Adapting F5-TTS Model to Kurdish Sorani: Diffusion-based Speech Synthesis with a Specialized Dataset
DOI:
https://doi.org/10.21928/uhdjst.v9n2y2025.pp198-207Keywords:
Speech Synthesis, Diffusion-Based Model, Low-Resource Language, F5-Text-to-speech, Kurdish SoraniAbstract
The Kurdish language is one of the low-resource languages in the field of speech synthesis. Most of the currently available Kurdish text-to-speech (TTS) systems lack both accuracy and naturalness.
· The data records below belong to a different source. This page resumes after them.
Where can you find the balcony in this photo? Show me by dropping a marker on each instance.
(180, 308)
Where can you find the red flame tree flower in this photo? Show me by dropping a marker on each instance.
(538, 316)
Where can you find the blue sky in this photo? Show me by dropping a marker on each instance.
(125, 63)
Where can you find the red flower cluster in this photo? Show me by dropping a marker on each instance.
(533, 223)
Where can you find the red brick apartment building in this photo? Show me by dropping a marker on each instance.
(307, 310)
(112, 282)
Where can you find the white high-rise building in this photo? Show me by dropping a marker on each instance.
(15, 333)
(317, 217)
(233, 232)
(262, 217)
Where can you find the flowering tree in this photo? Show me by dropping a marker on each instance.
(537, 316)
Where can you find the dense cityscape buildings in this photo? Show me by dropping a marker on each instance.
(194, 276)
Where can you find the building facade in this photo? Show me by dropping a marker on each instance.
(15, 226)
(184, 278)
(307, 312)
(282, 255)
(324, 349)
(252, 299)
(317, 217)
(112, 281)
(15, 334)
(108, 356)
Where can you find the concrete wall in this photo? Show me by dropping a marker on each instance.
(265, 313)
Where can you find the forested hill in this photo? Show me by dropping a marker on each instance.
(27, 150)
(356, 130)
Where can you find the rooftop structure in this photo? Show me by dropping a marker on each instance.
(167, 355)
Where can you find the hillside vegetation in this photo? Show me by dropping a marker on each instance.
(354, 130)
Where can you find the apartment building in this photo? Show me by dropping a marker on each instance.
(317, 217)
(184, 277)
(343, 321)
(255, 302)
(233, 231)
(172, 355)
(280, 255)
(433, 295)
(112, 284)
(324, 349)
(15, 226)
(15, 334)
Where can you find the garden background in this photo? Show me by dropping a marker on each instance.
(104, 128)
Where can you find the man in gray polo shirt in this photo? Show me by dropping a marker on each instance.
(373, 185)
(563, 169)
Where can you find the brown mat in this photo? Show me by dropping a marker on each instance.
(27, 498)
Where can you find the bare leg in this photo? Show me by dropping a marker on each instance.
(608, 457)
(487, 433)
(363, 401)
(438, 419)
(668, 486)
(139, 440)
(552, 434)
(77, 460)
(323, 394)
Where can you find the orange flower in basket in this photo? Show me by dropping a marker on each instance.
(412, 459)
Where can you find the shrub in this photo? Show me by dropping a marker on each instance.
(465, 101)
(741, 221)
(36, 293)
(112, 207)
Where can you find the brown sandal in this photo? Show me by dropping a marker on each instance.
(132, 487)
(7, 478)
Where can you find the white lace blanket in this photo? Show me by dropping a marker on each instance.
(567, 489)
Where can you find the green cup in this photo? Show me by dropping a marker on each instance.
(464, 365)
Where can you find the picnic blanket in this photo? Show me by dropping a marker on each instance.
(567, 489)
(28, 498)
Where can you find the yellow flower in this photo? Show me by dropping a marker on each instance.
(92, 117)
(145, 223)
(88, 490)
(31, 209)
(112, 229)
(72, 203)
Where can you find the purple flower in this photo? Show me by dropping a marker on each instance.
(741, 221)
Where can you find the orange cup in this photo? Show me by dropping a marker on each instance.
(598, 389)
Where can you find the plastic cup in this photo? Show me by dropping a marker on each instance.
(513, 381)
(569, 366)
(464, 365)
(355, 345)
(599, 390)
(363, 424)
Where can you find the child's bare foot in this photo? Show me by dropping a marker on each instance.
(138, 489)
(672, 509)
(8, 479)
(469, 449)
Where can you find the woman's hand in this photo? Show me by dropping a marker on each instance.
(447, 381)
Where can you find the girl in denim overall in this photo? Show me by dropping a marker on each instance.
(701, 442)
To address this issue, this study fine-tunes the F5-TTS model for the Kurdish (Sorani) language, an advanced model that had not previously been fine-tuned for this language. The process began with the creation of a high-quality, well-constructed, single-speaker dataset containing more than 10 h of recorded speech that was collected from news, interviews, and short videos. The dataset was very carefully curated to ensure balanced sample durations, accurate transcriptions, emotional diversity, and a wide range of topics and speaking styles. After ensuring that the training data was sufficient, clean, and prepared, the F5-TTS model was fine-tuned on this data. Both objective and subjective evaluations were conducted to verify the model’s performance. For the objective evaluation, the model achieved a character error rate of 4.3% and a word error rate of 20.37%, indicating a high transcription accuracy in the generated audio. In the subjective evaluation, the mean opinion score reached 4.72, showing that the synthesized speech is very close to the original speaker’s voice. These results demonstrate that diffusion-based models like F5-TTS can be effectively adapted to low-resource languages when supported by a well-designed dataset.
References
L. Mohasi and D. Mashao. “Text-to-Speech Technology in Human- Computer Interaction”. In: 5th Conference on Human Computer Interaction in Southern Africa, South Africa (CHISA 2006, ACM SIGHI), pp. 79-84, 2006.
V. R. Reddy and K. S. Rao. “Better Human Computer Interaction by Enhancing the Quality of Text-to-Speech Synthesis”. In: 2012 4th International Conference on Intelligent Human Computer Interaction (IHCI), IEEE, United States, pp. 1-6, 2012.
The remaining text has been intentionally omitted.